Share your knowledge and ideas. How you can help. See Help pages if you need help with using the wiki

Materials Needed

Sonicator

  • Bath Sonicator
  • Probe Sonicator

Sample (Protein or DNA)

Ice bath

Protocol

Warning.png

Ear protection should be worn when using sonication.

This includes everyone in the room while a sonicator is in use.

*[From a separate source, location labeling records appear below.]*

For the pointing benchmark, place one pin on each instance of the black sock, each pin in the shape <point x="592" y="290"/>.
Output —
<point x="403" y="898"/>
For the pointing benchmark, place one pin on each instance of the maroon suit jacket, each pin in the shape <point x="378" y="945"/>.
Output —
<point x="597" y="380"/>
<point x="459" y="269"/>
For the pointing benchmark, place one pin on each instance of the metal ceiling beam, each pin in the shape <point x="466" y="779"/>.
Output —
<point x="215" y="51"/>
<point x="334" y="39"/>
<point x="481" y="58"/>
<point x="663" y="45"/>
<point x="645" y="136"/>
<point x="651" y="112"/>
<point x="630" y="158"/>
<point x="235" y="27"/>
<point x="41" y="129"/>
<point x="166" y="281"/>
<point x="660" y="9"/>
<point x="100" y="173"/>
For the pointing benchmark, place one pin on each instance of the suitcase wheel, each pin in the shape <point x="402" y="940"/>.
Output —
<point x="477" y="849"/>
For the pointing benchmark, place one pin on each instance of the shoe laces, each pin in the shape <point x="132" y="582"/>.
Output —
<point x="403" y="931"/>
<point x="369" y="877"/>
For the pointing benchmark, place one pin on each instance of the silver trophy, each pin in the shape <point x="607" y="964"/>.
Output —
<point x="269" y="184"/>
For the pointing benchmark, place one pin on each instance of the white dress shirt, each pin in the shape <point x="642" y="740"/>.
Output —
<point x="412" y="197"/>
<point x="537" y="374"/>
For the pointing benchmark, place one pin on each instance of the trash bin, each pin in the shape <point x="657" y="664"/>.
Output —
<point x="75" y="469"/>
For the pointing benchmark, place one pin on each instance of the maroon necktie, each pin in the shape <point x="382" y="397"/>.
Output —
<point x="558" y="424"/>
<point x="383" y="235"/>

Beginning with an appropriate centrifuged culture:

Protein Extracts

  • If your protein is extracellular:
    • Keep the supernatant from centrifuged culture.
  • If your protein is intercellular:
    • Dispose of supernatant
    • resuspend pellet in an appropriate extraction buffer
      • Must preserve protein integrity and activity
    • Place sample container in water bath
      • Energy released into the cell suspension will be converted to heat. Therefore if the sample is not kept effectively cooled the sample and the container can be irreversibly damaged.
    • Place sample into sonicator, and set the intermittent pulses to the appropriate setting to break open the cultured cells.
      • If necessary add ice to the water bath to ensure proper cooling!
    • Spin down the sample - your protein should be in the supernatant.


DNA Fragmentation

  • Place sample in solution in appropriate contain (typically micro centrifuge tube)
    • To avoid nonrandom fragmentation at ends circulate and concatenated sample in by placing in ligation buffer.
  • Insert sonicator tip into solution as far as possible without touching the tube.
    • Keep sample in ice bath or the sample may be irreversibly damaged due to heat.
  • Set the amplitude as appropriate (higher amplitude will yield smaller fragments more quickly)
  • Use intermittent burst of sonication (example @ 5 μm: 5 seconds sonication, 15 seconds cooling[1])
    • Supercoiled DNA will take fewer bursts
  • Precipitate DNA
  • Fragment ends can be repaired with T4 DNA Polymerase
    • Do to the nature of this method the DNA does not have uniform ends for incorporation.

Links

Sample DNA Fragmentation Protocol

Textbook Explanation


User notes

References

See Help:References for how to manage references in EcoliWiki.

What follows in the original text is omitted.